Have you ever had to ssh into many machines and run the same command, and wait for it to finish before moving to the next machine? If this is something you find yourself doing often, you have probably found yourself using a custom script or something like fab to get the job done. This can be error-prone and difficult to generalize for different server groups.
Shelli attempts to create a human-readable way to intelligently define groups of machines to execute shell commands with, while allowing simple configuration for authentication, file/script transport, and more. The only configuration you need it a simple YAML file.
Example yaml:
hosts:
- ns1.mydomain.org
- ns2.mydomain.org
- fiat.mydomain.org:
auth_method: key
key: /root/.ssh/id_rsa-fiat
hostgroups:
- dns:
hosts:
- ns1.mydomain.org
- ns2.mydomain.org
options:
auth_method: key
username: bind
key: /root/.ssh/id_rsa_dns
- fiat:
hosts:
- fiat
targets:
- temp_fix:
hostgroups:
- fiat
commands:
- systemctl restart openvpn
- run_scripts:
hostgroups:
- dns
transports:
- /home/kindlehl/my_script1:/tmp/my_script1
- /home/kindlehl/my_script2:/tmp/my_script2
commands:
- /tmp/my_script1
- /tmp/my_script2 Say you've got two nameservers named ns1.mydomain.org and ns2.mydomain.org, and vpn server named fiat. These
names have to be resolvable by your OS's stub resolver, so you don't need to use the FQDN of the server. You have to
login to your nameservers and run some scripts to update your zones. You should probably automate the updates, but you
decide to use Shelli instead. You also frequently have issues with openvpn tunnels connecting to your cloud infra, and
you think the best solution is to just restart openvpn each time an issue comes up. You could define the above YAML
file.
This creates three hosts: ns1.mydomain.org, ns2.mydomain.org, and fiat. Fiat uses password auth and needs to log in with root.
It also creates two hostgroups, one for fiat by itself, and one for your DNS servers. Even if you only want to run your commands on one host, you still need to define the hostgroup.
This YAML also creates two targets, temp_fix and run_scripts. run_scripts will transport two scripts to /tmp before running. them. It will only prompt you once for credentials since the hostgroup shares authentication parameters. If one of the nameservers required login as a different user, then you'd be prompted twice.
When commander is run on the temp_fix target, it will login to fiat as root (while prompting you for your password), and it will restart the openvpn service.
When commander runs the my_scripts target, it will login to the DNS servers, copy /home/kindlehl/my\_script{1,2} to
ns1.mydomain.org:/tmp/my_script{1,2} and ns2.mydomain.org:/tmp/my\_script{1,2}. It will then run /tmp/my_script1 and /tmp/my_script2,
on each host, then delete the scripts.
Say you create a new nameserver, ns3, and you want to run the same commands as the others. Just go right on and add
ns3 to your hosts and your dns hostgroup.
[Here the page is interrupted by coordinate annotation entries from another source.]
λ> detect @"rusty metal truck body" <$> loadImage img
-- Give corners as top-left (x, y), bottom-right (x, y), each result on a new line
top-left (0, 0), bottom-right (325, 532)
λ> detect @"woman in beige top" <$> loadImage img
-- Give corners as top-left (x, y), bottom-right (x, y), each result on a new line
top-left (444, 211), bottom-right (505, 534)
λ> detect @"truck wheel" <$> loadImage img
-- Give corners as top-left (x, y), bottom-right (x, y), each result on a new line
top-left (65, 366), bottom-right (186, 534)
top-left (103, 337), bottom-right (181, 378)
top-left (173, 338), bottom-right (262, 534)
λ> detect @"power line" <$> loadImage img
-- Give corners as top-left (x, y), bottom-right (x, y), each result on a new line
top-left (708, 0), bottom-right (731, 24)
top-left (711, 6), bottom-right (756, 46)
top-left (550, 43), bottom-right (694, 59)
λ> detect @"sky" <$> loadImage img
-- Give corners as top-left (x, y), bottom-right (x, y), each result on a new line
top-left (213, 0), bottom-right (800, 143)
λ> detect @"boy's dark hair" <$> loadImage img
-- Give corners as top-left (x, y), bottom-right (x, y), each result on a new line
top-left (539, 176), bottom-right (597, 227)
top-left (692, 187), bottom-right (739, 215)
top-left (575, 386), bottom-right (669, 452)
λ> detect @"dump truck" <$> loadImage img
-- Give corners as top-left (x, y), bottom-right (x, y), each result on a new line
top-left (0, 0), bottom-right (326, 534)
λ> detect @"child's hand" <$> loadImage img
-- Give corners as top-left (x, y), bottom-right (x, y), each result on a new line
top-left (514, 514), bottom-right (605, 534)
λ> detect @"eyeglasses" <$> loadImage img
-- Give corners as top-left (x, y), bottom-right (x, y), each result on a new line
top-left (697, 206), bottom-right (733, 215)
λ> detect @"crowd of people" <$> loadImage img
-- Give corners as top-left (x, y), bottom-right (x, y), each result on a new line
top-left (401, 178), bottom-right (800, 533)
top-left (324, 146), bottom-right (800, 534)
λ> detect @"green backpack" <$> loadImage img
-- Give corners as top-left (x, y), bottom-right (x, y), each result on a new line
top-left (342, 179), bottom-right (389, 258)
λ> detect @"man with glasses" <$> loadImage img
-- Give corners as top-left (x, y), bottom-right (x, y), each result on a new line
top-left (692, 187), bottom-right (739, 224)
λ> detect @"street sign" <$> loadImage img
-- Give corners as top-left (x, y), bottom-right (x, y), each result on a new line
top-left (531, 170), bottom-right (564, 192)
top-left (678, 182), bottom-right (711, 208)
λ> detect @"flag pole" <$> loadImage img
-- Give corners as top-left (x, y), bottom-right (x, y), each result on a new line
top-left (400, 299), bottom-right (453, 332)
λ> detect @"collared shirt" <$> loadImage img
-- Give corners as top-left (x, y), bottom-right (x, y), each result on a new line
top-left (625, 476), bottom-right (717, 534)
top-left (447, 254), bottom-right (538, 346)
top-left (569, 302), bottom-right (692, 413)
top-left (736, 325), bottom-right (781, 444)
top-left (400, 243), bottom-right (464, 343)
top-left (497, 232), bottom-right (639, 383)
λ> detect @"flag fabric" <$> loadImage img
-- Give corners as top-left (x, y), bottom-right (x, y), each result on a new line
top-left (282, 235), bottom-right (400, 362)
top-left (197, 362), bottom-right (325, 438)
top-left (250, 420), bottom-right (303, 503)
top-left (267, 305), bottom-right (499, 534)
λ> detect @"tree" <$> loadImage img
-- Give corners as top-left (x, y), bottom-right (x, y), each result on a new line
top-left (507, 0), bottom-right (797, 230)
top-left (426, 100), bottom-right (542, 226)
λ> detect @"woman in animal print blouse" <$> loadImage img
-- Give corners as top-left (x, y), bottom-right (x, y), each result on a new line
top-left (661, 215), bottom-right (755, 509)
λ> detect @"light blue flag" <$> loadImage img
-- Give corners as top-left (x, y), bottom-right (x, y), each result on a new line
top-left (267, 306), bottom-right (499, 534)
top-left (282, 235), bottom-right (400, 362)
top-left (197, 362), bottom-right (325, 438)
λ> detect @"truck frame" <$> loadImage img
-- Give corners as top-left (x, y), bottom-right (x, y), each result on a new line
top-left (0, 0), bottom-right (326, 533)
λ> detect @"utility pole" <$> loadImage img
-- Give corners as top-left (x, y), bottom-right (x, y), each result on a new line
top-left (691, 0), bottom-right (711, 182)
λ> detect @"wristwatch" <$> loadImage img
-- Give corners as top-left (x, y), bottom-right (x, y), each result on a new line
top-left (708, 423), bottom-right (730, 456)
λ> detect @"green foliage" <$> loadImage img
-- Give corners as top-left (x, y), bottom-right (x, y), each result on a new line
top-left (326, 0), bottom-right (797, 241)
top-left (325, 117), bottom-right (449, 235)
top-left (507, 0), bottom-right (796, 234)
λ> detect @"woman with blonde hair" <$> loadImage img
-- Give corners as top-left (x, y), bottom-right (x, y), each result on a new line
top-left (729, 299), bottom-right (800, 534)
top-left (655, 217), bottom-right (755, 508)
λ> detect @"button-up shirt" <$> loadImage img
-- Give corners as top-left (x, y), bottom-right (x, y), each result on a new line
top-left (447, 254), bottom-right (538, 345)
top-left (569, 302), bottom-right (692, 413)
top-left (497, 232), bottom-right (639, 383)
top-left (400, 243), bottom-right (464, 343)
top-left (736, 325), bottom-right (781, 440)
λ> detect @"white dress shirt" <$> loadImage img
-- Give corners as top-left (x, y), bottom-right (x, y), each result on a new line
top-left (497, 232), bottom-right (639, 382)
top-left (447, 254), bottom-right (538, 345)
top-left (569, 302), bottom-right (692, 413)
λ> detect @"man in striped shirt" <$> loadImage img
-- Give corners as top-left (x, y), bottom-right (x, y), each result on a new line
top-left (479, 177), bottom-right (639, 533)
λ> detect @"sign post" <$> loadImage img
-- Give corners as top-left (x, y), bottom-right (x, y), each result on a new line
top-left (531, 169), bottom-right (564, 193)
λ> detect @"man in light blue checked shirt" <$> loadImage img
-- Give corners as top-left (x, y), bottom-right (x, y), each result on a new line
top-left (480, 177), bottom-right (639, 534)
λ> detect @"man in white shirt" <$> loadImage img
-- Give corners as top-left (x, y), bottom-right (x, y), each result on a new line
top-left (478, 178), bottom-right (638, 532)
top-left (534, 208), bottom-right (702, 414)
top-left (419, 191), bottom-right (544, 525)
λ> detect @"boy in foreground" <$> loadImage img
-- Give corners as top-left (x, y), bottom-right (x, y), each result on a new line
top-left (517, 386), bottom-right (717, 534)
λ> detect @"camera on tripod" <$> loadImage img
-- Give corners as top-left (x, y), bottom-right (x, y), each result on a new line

Currently, commands are run on hosts in serial. Options for parallelism are in the future.
All configuration for Shelli is done with a single YAML file. The path for the default YAML file is ~/.shelli.yml. You can tell Shelli to use a custom config with the -c flag.
There are three top-level hashes in the YAML file:
- hosts
- hostgroups
- targets
- host: A server along with the parameters needed to login.
- hostgroup: A group of hosts, with optional defaults for authentication.
- command: A command that gets ran by the shell on a host.
- transport: A file that is transported to the host before command execution. It is removed after all commands finish running.
- target: A list of commands, transports, and hostgroups to apply them to.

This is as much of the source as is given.